The Supreme Court, led by Chief Justice Iftikhar Muhammad Chaudhry, insists it is standing its ground against an incompetent and corruption-riddled administration. At the same time, it has shrugged off corrosive graft accusations against the Mr. Chaudhry’s son.
In the background, meanwhile, lies the country’s powerful military generals, who also harbor deep animosity towards Mr. Zardari. Until now largely quiet, with the arrests ordered in the drugs case they have now entered the fray.
The Anti-Narcotics Force, which has aggressively pursued the investigation that led to Mr. Shahabuddin’s arrest warrant on Thursday, is headed by a two-star general. The warrant was obtained by the lead investigator, Brig. Faheem Ahmed Khan, who is also a serving officer.
The antidrug force has alleged in court that Ali Musa Gilani used his father’s name to obtain the illegal production of 9,500 kilograms of ephedrine, a controlled drug used to manufacture the recreational drug metamphetamine, in 2010, at a time when Mr. Shahabuddin was health minster.
Both Mr. Gilani and Mr. Shahabuddin have rejected the charges, and their supporters say they are part of a wider power battle involving the judiciary, government and military.
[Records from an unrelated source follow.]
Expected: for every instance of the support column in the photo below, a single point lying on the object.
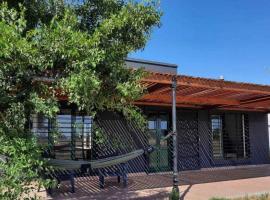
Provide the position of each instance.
(174, 136)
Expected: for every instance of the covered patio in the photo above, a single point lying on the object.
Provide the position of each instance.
(194, 185)
(198, 93)
(201, 175)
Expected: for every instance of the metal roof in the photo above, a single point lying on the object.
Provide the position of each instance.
(196, 92)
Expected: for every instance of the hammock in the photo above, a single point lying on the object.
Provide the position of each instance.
(94, 164)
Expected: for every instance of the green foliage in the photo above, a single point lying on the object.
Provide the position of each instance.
(174, 195)
(51, 48)
(21, 172)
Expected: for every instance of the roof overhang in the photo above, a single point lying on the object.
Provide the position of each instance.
(193, 92)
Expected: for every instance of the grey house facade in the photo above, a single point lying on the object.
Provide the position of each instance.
(219, 123)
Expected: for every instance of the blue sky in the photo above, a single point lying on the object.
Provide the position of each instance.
(209, 38)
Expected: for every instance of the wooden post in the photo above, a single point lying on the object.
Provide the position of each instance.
(174, 136)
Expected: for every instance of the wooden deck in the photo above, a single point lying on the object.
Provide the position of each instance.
(157, 186)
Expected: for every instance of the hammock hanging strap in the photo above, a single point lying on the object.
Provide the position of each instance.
(94, 164)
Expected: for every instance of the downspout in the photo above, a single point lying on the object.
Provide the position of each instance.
(174, 135)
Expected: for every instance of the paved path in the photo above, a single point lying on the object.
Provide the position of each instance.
(200, 185)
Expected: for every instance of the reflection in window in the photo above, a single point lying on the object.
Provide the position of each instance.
(151, 125)
(74, 134)
(230, 136)
(216, 123)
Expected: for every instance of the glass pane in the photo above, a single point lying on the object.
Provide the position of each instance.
(40, 128)
(216, 124)
(163, 125)
(151, 125)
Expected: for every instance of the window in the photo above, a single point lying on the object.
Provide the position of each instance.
(73, 131)
(216, 122)
(230, 138)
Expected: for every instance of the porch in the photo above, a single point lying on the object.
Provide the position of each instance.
(194, 185)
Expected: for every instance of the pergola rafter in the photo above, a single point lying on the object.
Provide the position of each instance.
(195, 92)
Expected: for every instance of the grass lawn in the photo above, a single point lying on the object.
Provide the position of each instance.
(256, 197)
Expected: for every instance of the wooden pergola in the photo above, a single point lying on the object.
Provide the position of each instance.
(201, 93)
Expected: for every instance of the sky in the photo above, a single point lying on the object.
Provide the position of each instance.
(210, 38)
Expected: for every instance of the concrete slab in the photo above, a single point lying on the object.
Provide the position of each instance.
(194, 185)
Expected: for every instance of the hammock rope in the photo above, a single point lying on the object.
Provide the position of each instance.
(95, 164)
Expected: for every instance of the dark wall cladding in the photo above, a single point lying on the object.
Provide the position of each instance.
(187, 139)
(195, 148)
(257, 142)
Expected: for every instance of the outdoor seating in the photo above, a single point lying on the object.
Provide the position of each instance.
(110, 166)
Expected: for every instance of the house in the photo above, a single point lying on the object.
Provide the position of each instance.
(219, 123)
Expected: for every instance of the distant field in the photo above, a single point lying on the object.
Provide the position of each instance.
(256, 197)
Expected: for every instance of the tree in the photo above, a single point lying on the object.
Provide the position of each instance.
(78, 53)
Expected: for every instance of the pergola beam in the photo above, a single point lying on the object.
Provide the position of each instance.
(208, 83)
(191, 100)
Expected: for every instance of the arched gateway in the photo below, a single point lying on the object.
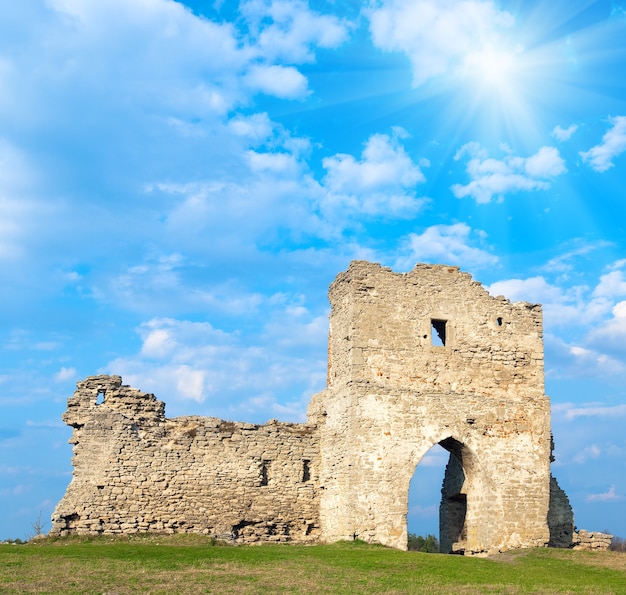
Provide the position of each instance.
(415, 359)
(423, 358)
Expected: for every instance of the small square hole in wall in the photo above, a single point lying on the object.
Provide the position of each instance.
(438, 332)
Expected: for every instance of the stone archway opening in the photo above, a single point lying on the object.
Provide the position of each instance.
(425, 494)
(438, 497)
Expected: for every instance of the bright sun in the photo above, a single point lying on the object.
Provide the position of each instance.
(491, 67)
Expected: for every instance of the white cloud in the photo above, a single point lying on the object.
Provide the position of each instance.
(600, 157)
(450, 244)
(380, 183)
(292, 29)
(564, 134)
(610, 336)
(256, 127)
(491, 177)
(611, 285)
(437, 35)
(608, 496)
(596, 410)
(281, 81)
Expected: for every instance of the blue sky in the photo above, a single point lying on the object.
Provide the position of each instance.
(180, 182)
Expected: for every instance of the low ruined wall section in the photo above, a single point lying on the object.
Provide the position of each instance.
(136, 471)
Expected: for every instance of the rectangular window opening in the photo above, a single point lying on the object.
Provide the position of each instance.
(438, 332)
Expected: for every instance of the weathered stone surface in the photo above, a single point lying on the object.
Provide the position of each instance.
(393, 392)
(591, 540)
(136, 471)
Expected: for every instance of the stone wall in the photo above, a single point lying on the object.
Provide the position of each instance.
(393, 393)
(416, 359)
(136, 471)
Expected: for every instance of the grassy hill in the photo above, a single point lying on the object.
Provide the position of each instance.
(195, 564)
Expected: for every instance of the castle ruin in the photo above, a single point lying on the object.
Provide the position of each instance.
(414, 359)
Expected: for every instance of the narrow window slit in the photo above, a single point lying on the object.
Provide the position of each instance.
(438, 332)
(264, 472)
(306, 470)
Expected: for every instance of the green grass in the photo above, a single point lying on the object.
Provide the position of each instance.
(194, 564)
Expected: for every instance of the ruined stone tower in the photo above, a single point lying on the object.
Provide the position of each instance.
(425, 358)
(415, 359)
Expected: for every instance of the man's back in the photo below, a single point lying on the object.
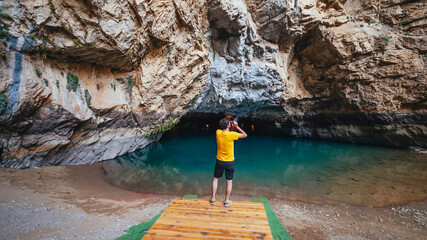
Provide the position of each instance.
(225, 144)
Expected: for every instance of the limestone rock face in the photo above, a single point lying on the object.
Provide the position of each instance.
(86, 81)
(91, 80)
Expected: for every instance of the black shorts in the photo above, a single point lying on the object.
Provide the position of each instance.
(220, 166)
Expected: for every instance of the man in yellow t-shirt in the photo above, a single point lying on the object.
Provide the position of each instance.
(225, 156)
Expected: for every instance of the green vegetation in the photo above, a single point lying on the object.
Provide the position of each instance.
(130, 85)
(164, 127)
(3, 28)
(88, 98)
(38, 73)
(3, 103)
(72, 82)
(136, 232)
(4, 15)
(386, 39)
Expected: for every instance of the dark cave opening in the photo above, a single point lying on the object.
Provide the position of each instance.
(207, 124)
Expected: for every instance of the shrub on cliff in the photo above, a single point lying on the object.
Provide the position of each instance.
(3, 103)
(72, 82)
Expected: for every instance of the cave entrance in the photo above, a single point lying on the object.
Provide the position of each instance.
(207, 124)
(182, 162)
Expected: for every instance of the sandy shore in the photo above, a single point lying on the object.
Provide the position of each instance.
(76, 202)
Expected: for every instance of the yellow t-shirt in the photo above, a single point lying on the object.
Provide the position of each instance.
(225, 143)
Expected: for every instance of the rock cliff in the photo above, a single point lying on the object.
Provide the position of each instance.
(86, 81)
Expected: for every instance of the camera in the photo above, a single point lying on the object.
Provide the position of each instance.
(232, 118)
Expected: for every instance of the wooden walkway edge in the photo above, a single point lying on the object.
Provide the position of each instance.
(197, 219)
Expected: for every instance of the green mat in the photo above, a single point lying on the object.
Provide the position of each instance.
(279, 232)
(136, 232)
(277, 229)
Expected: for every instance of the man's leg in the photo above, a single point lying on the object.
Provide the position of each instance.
(214, 186)
(229, 187)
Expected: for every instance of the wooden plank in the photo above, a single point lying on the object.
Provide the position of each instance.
(217, 224)
(209, 228)
(207, 218)
(221, 212)
(211, 232)
(197, 219)
(219, 215)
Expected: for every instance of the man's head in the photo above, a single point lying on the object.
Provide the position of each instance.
(224, 123)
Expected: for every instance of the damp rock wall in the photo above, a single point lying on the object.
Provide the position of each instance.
(86, 81)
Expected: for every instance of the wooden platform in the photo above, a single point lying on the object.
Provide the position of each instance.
(197, 219)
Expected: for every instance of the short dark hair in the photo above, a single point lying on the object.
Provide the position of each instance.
(223, 123)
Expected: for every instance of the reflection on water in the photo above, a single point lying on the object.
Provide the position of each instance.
(277, 167)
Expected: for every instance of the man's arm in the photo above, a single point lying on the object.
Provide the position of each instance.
(242, 133)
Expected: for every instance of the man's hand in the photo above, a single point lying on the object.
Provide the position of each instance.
(242, 133)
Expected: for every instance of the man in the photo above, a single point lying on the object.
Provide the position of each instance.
(225, 156)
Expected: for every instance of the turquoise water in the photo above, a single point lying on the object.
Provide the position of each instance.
(277, 167)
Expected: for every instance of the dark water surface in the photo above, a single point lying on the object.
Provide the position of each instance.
(277, 167)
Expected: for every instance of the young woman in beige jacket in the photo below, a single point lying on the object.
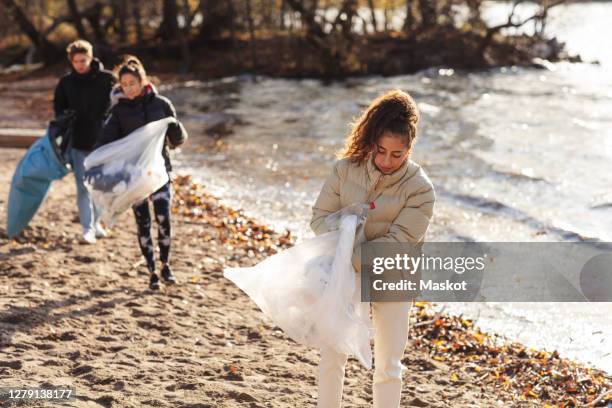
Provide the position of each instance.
(375, 166)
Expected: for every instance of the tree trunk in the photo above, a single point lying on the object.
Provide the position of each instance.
(48, 52)
(409, 20)
(251, 25)
(169, 30)
(428, 13)
(373, 16)
(135, 4)
(76, 18)
(217, 16)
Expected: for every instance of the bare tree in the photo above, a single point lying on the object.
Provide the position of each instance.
(169, 30)
(48, 51)
(428, 13)
(76, 18)
(217, 15)
(373, 15)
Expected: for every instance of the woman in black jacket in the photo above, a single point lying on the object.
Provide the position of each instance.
(138, 103)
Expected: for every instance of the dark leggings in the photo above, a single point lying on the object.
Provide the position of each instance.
(161, 203)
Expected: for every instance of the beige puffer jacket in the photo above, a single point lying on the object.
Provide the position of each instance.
(404, 201)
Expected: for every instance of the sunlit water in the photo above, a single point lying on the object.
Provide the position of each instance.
(515, 155)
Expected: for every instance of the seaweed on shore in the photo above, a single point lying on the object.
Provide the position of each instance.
(516, 371)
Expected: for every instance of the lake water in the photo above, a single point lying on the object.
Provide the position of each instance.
(515, 155)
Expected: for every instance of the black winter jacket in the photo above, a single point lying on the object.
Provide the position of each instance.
(128, 115)
(89, 96)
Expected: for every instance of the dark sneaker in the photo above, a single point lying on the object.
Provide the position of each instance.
(154, 282)
(167, 275)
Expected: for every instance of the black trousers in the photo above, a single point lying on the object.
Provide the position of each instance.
(162, 202)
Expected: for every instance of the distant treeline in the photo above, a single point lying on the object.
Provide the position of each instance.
(282, 37)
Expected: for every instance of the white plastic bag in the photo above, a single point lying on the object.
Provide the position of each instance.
(127, 170)
(310, 292)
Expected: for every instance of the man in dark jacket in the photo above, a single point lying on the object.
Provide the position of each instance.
(86, 90)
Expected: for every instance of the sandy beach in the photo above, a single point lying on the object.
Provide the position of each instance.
(82, 316)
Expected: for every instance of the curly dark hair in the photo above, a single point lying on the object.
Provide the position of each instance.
(131, 65)
(394, 112)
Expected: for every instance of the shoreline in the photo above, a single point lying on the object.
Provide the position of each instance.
(83, 314)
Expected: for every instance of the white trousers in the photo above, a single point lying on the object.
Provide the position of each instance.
(390, 321)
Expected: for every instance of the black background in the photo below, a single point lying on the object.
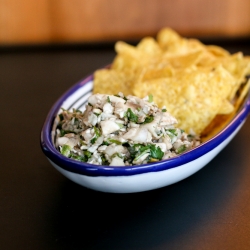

Salman Raja, a lawyer for Ali Musa Gilani, said there was no substantial evidence against his client. He accused the Anti-Narcotics Force of pressuring senior health ministry officials to testify against Mr. Gilani.
“They have been badgering and harassing people in the Ministry of Health, begging them to name him. It’s all very cynical and targeted. An absolute disgrace,” Mr. Raja said in a telephone interview.
It is not the only case that has tarnished the son of a leading public figure. Last week Pakistanis were riveted when Malik Riaz Hussain, a billionaire property developer, claimed to have given $3.7 million in kickbacks to Chief Justice Chaudhry’s son, Arsalan Iftikhar, in a bid to influence the outcome of several court cases.
The scandal spread to the media when it emerged that two senior journalists had orchestrated a television interview with Mr. Hussain.
Mr. Gilani, the former prime minister, was ousted this week because he refused court orders to re-open a dormant corruption probe into Mr. Zardari’s finances in Switzerland. Mr. Gilani argued that as president Mr. Zardari enjoyed immunity from prosecution.
“You have to place this in the later context of the army flexing its muscles,” said Mr. Raja, the lawyer for Mr. Gilani’s son. “Today, all of Pakistan’s institutions and centers of criticism – the courts, parliament, the media – are under a question mark. Except the army.”